The world’s largest iron-ore producer plans to double its shipments in the next five years to China, where it now supplies 12 percent to 14 percent of the country’s iron ore consumption, said Jose Carlos Martins, Vale’s head of ferrous metals.
While the Rio de Janeiro-based company’s iron-ore output so far this year is ahead of expectations, it’s maintaining its 2014 output target of 312 million metric tons as operations could still be affected by rains or conflicts with Brazil’s indigenous population, Martins told reporters in Rio yesterday.
“Our expectation is that we can really manage to present the market a performance a bit better than promised,” Martins said. “Now, our activity is very much subject to phenomenons like weather.”
Vale is studying shipping options including buying extra vessels or, preferably, leasing carriers, he said.
“With the increase in export volume, we will need to hire more ships or buy them, whatever is more efficient from a financial point of view,” Martins said. “Our preference is to lease.”

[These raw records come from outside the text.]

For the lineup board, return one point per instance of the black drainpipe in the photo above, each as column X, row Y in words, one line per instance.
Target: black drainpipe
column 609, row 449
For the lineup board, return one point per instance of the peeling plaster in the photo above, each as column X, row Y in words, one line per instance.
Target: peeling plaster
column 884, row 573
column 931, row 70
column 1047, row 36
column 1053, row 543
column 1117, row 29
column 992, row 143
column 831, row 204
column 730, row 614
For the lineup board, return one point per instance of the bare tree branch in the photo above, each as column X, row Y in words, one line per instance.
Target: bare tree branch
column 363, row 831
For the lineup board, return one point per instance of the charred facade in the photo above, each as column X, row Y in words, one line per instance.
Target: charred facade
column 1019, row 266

Vale in 2011 started operating Valemax vessels, the world’s biggest iron-ore carrier with the capacity to carry as much as 400,000 metric tons, to reduce shipping costs to Asia and improve its position against Australian rivals. The company has yet to convince China’s authorities to allow the vessels to anchor at Chinese ports because of safety concerns, Chief Executive Officer Murilo Ferreira told reporters July 31 on a conference call.
The company is building up iron-ore inventories at its $1.4 billion Teluk Rubiah distribution center in Malaysia, where it’s starting to operate a storage yard and maritime terminal for Valemax vessels. Vale expects to have 3 million to 4 million tons of the steelmaking ingredient stored at the center, Martins said yesterday.